I ran a benchmark to see how long a call to poll() takes as you increase the number of idle fd's it has to wade through. I used socketpair() to generate the fd's.

Under Solaris 7, when the number of idle sockets was increased from 100 to 10000, the time to check for active sockets with poll() increased by a factor of only 6.5. That's a sublinear increase in time, pretty spiffy.

Linus sarcastically replied:

Yeah. It's pretty spiffy.

Basically, poll() is _fundamentally_ a O(n) interface. There is no way to avoid it - you have an array, and there simply is _no_ known algorithm to scan an array in faster than O(n) time. Sorry.

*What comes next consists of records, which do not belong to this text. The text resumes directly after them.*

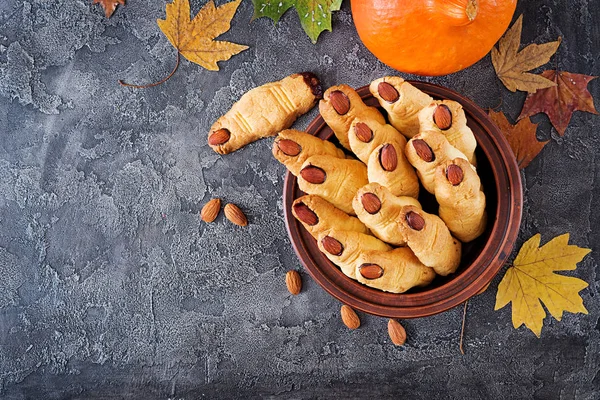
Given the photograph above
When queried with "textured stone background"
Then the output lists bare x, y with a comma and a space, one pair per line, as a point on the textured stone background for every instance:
112, 287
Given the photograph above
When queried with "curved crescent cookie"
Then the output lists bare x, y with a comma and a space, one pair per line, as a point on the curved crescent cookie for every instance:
393, 271
462, 202
320, 216
340, 106
379, 210
448, 117
429, 238
402, 101
426, 151
292, 148
264, 111
334, 179
343, 248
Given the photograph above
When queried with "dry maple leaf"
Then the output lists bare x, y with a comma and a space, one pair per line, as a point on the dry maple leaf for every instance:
521, 137
559, 102
109, 6
511, 64
531, 280
194, 38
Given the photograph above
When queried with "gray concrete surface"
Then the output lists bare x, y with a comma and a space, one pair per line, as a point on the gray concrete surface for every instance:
113, 288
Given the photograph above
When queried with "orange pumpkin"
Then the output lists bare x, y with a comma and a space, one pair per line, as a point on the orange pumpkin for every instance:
431, 37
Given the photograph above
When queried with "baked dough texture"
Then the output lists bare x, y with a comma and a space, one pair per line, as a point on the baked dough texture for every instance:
353, 244
400, 270
383, 222
462, 207
458, 134
308, 145
402, 113
342, 180
328, 217
442, 151
340, 123
266, 110
433, 244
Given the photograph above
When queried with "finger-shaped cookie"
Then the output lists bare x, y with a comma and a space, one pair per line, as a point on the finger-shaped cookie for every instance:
292, 148
426, 151
462, 202
343, 248
365, 136
320, 216
264, 111
393, 271
340, 106
429, 238
402, 101
448, 117
389, 167
333, 179
379, 210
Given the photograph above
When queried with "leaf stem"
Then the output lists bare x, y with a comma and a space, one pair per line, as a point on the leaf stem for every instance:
122, 83
462, 329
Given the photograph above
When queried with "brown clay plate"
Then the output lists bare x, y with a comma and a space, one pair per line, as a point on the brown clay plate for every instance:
482, 258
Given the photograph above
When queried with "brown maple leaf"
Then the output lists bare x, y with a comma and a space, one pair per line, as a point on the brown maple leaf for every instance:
109, 5
559, 102
521, 138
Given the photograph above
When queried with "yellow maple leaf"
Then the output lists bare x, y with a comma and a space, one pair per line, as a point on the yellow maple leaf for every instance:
531, 280
194, 38
511, 64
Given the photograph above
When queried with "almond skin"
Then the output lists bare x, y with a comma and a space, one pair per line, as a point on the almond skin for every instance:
305, 214
388, 92
396, 332
371, 203
339, 101
423, 150
363, 132
289, 147
415, 221
442, 117
370, 271
210, 211
219, 137
293, 281
332, 246
454, 174
388, 158
235, 215
313, 174
349, 317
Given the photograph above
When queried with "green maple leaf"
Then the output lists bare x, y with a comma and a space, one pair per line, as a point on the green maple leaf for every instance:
315, 15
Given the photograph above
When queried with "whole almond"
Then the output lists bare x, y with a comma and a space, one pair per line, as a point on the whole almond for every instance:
423, 150
235, 215
293, 281
388, 92
313, 174
396, 332
415, 221
289, 147
219, 137
363, 132
370, 271
371, 203
211, 210
339, 101
305, 214
388, 158
332, 246
349, 317
454, 174
442, 117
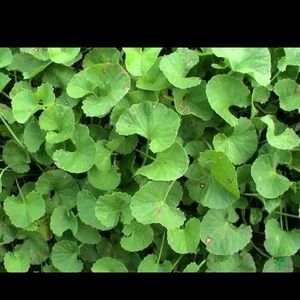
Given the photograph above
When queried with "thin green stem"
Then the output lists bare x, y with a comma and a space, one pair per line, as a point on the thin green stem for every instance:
161, 247
275, 76
20, 191
146, 153
201, 264
12, 133
286, 214
259, 250
176, 262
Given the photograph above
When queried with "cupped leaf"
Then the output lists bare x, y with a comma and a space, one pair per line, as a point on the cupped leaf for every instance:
83, 158
151, 264
263, 171
241, 144
153, 121
242, 262
193, 101
220, 236
279, 136
255, 62
62, 55
280, 242
136, 237
288, 92
16, 157
23, 210
17, 261
59, 123
185, 240
168, 165
112, 207
224, 91
61, 220
156, 202
104, 84
278, 265
5, 57
221, 170
108, 264
177, 65
138, 61
64, 256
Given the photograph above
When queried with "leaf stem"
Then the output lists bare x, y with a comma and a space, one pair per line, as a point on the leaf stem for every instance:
161, 248
176, 262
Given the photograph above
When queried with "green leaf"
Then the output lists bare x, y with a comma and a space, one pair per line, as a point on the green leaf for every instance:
255, 62
264, 170
36, 247
220, 236
136, 237
23, 210
138, 61
278, 265
154, 79
62, 185
62, 55
279, 136
239, 145
112, 207
33, 136
83, 158
288, 92
64, 256
5, 57
4, 80
148, 119
17, 261
105, 85
28, 65
224, 91
87, 234
185, 240
61, 220
221, 170
168, 165
156, 202
86, 204
177, 65
279, 242
108, 264
59, 122
242, 262
150, 264
193, 101
101, 55
291, 58
24, 105
16, 157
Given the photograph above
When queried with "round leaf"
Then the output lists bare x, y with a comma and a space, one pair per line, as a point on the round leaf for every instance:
156, 202
153, 121
222, 92
108, 264
169, 164
83, 158
185, 240
220, 236
241, 144
264, 170
64, 257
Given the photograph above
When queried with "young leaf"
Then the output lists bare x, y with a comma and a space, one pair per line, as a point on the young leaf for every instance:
156, 202
153, 121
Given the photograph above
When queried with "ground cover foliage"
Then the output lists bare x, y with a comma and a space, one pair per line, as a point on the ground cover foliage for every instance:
149, 160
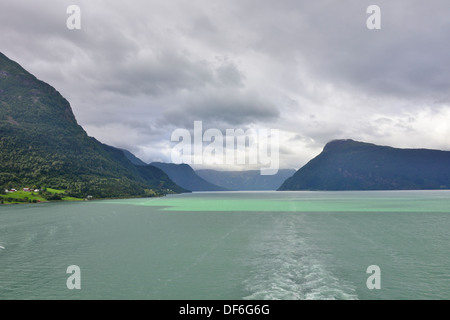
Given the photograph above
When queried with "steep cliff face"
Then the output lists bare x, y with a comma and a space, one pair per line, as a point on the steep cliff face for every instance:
353, 165
42, 144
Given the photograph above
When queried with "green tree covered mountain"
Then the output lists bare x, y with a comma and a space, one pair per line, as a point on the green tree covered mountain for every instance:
353, 165
41, 144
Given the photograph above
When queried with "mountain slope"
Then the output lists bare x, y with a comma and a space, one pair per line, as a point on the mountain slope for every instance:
246, 180
42, 144
185, 176
352, 165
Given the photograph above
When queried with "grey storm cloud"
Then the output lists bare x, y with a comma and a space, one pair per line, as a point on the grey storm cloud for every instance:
138, 70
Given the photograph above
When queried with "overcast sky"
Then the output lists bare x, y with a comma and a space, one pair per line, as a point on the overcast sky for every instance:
139, 69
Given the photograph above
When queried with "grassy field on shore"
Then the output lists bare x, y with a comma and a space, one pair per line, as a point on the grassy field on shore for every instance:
35, 197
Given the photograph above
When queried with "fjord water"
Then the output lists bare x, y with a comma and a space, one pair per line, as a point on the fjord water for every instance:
230, 245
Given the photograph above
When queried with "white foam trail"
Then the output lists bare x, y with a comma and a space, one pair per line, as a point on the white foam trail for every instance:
286, 267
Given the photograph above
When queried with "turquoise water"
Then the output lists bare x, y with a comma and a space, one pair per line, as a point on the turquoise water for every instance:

BZZZT! Wrong, Linus, but thank you for playing. Here's the problem with your reasoning:

It's entirely possible, and has been done in several systems with poll/select equivalents, to keep file descriptors on a list with ready ones at the beginning and unready ones at the end, or to have separate ready/unready lists. As an intermediate hack, an OS could keep a "first-ready-fd" value with a reserved value indicating "nothing happening on any fd". Checking whether there's any activity under any of these systems, then, only requires looking at the one item on the head of a list, and isn't O(n) at all. If you knew anything about other OSes or had any interest in learning, you'd know this. I haven't looked at the Solaris code, but it's extremely reasonable to believe that they've implemented one of these approaches and that's why poll() scales better on Solaris than on Linux.

Learn something, once in a while, OK? Innovation neither started nor ended with Linux. We don't have to reinvent every wheel (see my Linux 2.3/2.4 VFS Layer essay) because we're willfully ignorant of wheels in general.